Ayende @ Rahien

Oren Eini aka Ayende Rahien CEO of Hibernating Rhinos LTD, which develops RavenDB, a NoSQL Open Source Document Database.

You can reach me by:

oren@ravendb.net

+972 52-548-6969

Posts: 6,927 | Comments: 49,411

filter by tags archive
time to read 10 min | 1985 words

imageA couple of weeks ago I started to talk about the implementation details of building a persistent data structure in RavenDB. As it turns out, I had some evenings available and I was able to sit down and actually write out the code for it. The current state of things is that a few tests work and the overall structure is in place. I run into some hurdles along the way, which is why I preferred to wait till I have something at hand before writing about it.

Please note, I’m going to be doing a lot of low level talk here. Mostly about how we allocate space and manage bits and bytes in Voron. If you aren’t interested in such details, you can skip all the gory stuff and get to the design details.

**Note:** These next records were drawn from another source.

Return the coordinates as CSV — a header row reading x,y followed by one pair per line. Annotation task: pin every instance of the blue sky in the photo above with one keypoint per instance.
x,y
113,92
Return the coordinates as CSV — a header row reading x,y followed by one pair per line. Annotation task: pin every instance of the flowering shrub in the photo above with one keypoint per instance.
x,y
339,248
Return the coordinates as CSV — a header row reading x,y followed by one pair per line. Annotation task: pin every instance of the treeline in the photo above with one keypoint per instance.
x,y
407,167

If you want to go straight for the code, you can find it here. Just note that this version has been created as a proof of concept and hasn’t yet been through the same process we usually take our code through.

The first thing to understand is what I’m trying to write. The reason I need this data structure is for my series about writing search engines. That means that I want to use this to store posting lists. But given my experience with building such systems, I know that there are quite a few different use cases that I need to cover. A posting list is the list of documents matching a term in a search index.

Let’s consider a few examples, shall we?

The above represent fields and values for fields in a full text search index. There are a few things to note. We can usually assume that the Email field will be unique or nearly so. In other words, the number of documents where the Email field will match oren@example.com is going to be one (or very nearly so). This is a very frequent scenario when indexing data and it deserves optimal behavior.

The Hobbies field, however, is very different. Quite a few people likes Dogs, for example, so we can assume that we’ll have a lot of documents that are matched to this term. That mean that we need to optimize for very large number of matches, the exact opposite of how we need to behave for the Email field.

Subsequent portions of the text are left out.